Camila ouviu as palavras de Gervásio e franziu ainda mais a testa, encarando-o fixamente.
— O Marcelo não é do tipo que te confronta sem motivo.
— O problema com a família Oliveira não estava resolvido? O que aconteceu de novo para você chegar ao ponto de bater nele?
Lembrando-se das acusações que Marcelo acabara de lhe fazer, Gervásio acenou com a mão, impaciente.
— Ai, para que tantas perguntas?! Mesmo que eu explicasse, você não entenderia. O que uma mulher entende disso? Os assuntos da empresa não são tão simples quanto você pensa! As asas dele cresceram, e agora ele ousa desobedecer até as minhas ordens!
— Eu não entendo?
A voz de Camila também esfriou.
— Gervásio, você bate no seu filho e ainda acha que está certo? Ele é um homem feito, e você ainda resolve as coisas na base da agressão? Não existe nada que não possa ser resolvido na conversa?

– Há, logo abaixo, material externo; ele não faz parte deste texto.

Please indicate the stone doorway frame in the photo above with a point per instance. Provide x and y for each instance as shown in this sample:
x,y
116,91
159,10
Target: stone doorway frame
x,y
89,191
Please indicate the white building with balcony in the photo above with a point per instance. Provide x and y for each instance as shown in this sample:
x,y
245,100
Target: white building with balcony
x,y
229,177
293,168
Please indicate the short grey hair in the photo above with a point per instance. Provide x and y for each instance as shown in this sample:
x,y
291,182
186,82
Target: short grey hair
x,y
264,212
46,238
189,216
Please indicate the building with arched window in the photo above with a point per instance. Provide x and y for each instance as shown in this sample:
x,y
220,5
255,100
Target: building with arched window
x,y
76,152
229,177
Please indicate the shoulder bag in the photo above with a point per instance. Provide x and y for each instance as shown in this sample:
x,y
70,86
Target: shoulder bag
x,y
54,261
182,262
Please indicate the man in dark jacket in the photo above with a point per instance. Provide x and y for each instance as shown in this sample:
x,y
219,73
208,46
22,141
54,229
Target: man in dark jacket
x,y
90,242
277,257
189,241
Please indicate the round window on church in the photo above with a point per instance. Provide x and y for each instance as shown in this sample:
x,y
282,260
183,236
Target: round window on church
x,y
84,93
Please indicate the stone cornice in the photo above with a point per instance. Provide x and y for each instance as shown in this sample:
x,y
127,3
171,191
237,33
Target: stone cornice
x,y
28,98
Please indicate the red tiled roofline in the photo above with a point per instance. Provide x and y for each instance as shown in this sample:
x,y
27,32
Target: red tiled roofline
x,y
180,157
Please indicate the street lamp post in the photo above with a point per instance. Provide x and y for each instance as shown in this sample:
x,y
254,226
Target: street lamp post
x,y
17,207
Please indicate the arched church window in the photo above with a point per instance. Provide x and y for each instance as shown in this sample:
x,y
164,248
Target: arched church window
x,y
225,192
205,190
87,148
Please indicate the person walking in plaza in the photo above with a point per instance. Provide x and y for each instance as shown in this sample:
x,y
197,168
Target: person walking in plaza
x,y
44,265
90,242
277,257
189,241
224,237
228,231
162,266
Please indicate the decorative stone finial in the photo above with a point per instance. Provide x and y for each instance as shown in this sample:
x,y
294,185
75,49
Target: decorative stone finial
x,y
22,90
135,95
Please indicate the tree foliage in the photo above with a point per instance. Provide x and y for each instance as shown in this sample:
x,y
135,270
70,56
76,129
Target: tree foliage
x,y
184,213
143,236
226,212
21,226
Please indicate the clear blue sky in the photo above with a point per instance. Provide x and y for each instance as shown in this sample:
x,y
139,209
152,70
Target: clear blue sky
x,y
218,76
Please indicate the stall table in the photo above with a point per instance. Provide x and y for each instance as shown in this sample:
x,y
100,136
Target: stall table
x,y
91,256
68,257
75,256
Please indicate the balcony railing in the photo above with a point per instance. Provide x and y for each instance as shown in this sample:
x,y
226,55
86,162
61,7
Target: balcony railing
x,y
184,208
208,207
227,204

Camila não queria levantar a voz para Gervásio, mas a atitude dele estava fazendo seu sangue ferver.
O filho tinha saído de casa por causa dele, e Gervásio não demonstrava o menor arrependimento ou preocupação; ao contrário, só sabia se justificar.

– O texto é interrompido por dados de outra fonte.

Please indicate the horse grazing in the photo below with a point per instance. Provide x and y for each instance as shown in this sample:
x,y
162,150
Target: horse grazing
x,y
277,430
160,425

— Na conversa? E ele me escuta se eu falar numa boa?
Gervásio também foi provocado por Camila e aumentou o tom de voz, tentando encobrir sua culpa com raiva.
— Se quer saber, o Marcelo ficou assim por sua causa. É porque você sempre mimou demais eles! Por isso agora são tão desrespeitosos!
O filho era assim, a filha também.
Todos pensavam nos outros, nunca na própria família.